To avoid the negative impact of VAT, Oyedele argued that VAT should be paid according to individuals’ ability as not everyone could afford a 7.5 percent VAT rate. He suggested other palliative measures, saying “exempt or zero rate for essential consumptions like foods, education and primary healthcare. The exemption should not be limited to only unprocessed food items. In other words, a VAT increase should not affect the price of bread.

“Create a VAT registration threshold to eliminate VAT compliance burden for small businesses. Allow businesses to account for VAT on cash basis rather than on invoice, which creates a cash-flow problem. Lead by example; ensure that government and all MDAs fully comply by remitting VAT collected from their contractors. Ensure transparent reporting and efficient utilisation of the revenue for public services and infrastructure,” he said.

In addition, Adori Ochai, economic analyst, said the new VAT rate would be a dangerous move for small and medium enterprises, SMEs, in the country. He said the SMEs would have to pay more out of the little revenue they are making in form of taxes.

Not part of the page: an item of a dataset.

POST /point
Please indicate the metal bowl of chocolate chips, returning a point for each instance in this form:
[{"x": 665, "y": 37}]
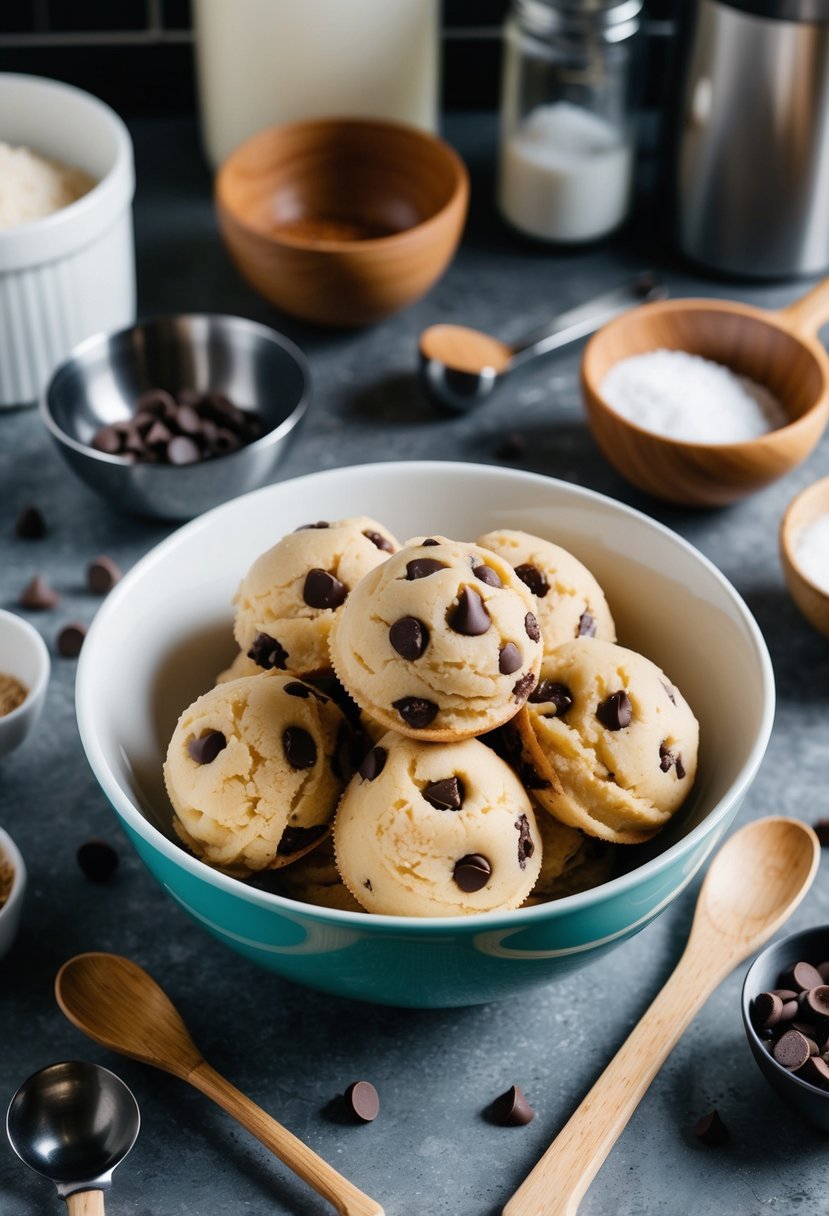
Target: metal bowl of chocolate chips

“My challenge with the government is how do you increase taxes when infrastructures are not there? So why don’t you fix the infrastructure first before increasing the taxes.

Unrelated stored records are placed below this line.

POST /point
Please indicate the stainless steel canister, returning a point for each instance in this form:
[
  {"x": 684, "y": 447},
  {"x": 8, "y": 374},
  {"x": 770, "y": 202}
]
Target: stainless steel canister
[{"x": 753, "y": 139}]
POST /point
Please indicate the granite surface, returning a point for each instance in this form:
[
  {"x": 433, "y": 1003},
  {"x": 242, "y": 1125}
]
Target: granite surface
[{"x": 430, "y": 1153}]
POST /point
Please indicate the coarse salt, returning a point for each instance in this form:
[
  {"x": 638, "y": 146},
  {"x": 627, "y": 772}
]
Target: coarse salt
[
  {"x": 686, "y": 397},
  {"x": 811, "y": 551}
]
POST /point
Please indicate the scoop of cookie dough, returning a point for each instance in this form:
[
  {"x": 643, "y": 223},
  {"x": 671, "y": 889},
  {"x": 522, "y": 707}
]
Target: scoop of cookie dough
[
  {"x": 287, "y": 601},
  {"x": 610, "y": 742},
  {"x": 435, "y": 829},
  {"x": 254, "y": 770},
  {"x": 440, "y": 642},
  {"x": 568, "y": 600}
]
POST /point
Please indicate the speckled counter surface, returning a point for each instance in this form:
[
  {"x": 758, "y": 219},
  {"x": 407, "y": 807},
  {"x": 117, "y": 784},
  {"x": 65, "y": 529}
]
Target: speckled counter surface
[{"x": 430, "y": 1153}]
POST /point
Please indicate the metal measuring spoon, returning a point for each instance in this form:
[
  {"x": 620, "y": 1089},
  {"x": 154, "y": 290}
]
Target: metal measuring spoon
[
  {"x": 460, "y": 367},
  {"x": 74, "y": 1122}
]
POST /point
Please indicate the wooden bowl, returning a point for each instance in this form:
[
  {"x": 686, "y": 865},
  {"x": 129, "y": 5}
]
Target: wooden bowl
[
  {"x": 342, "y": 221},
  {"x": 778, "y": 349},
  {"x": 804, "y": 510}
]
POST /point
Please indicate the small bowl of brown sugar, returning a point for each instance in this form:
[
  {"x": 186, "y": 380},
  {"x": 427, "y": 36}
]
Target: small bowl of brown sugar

“But it is a two way thing. If the government is sure that if the people bear the burden of the tax increase, the revenue will be invested in infrastructure fine. But when issues of electricity is still a major challenge in a country, why are you increasing tax, thereby making the people to bear more burden. Nigeria is a country where individuals generate their power, build roads, houses, provide water supply and also pay more tax. It will definitely kill a lot of SMEs.

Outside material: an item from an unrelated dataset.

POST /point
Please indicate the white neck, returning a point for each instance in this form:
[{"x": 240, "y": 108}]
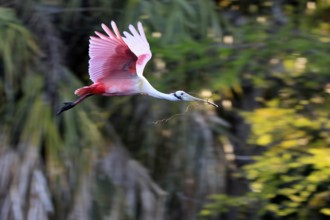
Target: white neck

“For the consumers, there is going to be inflation because producers knowing that tax has been increased by two 2.2 percent, will definitely increase prices at 2.2 percent. This means that a product that sells for N50 will now be increased by 2.2 percent across board. The producers will mostly not like to bear the burden alone, so they will pass it on to the consumers. In that case, the federal government has succeeded in reducing disposable income of households. And by the time this is done, it discourages savings thereby making the people poorer,” he said.

The Nigeria Employers’ Consultative Association, NECA, also lent its voice to the issue and urged the government to suspend the proposed VAT increase.  Speaking recently in Lagos, Timothy Olawale, director general, NECA, said the gains of the new minimum wage would be neutralised by the proposed increase in VAT.

Timothy Olawale
Timothy Olawale

Olawale said the increment would further reduce the purchasing power of the citizens, lead to increase in prices of goods and services, increase inflation rate, and further contraction of the economy. According to him, the recently released data of the country’s GDP growth indicated a contraction in the fourth quarter of 2018 (2.38 percent), first quarter of 2019 (2.10 percent) and second quarter of 2019 (1.94 percent).

“Also, International Monetary Fund has recently revised downward its global economic growth forecast to 3.2 percent due to sluggish global economy. Therefore, this suggests that at such period of time, economies should be formulating fiscal measures/policies to stimulate their economies,” he said.

While the argument on the futility of raising taxes in the face of harsh economic environment rages, the government should realize that the imposition of these endless taxes and levies at will would certainly increase the burden of doing business in Nigeria and scare away foreign investors from the country.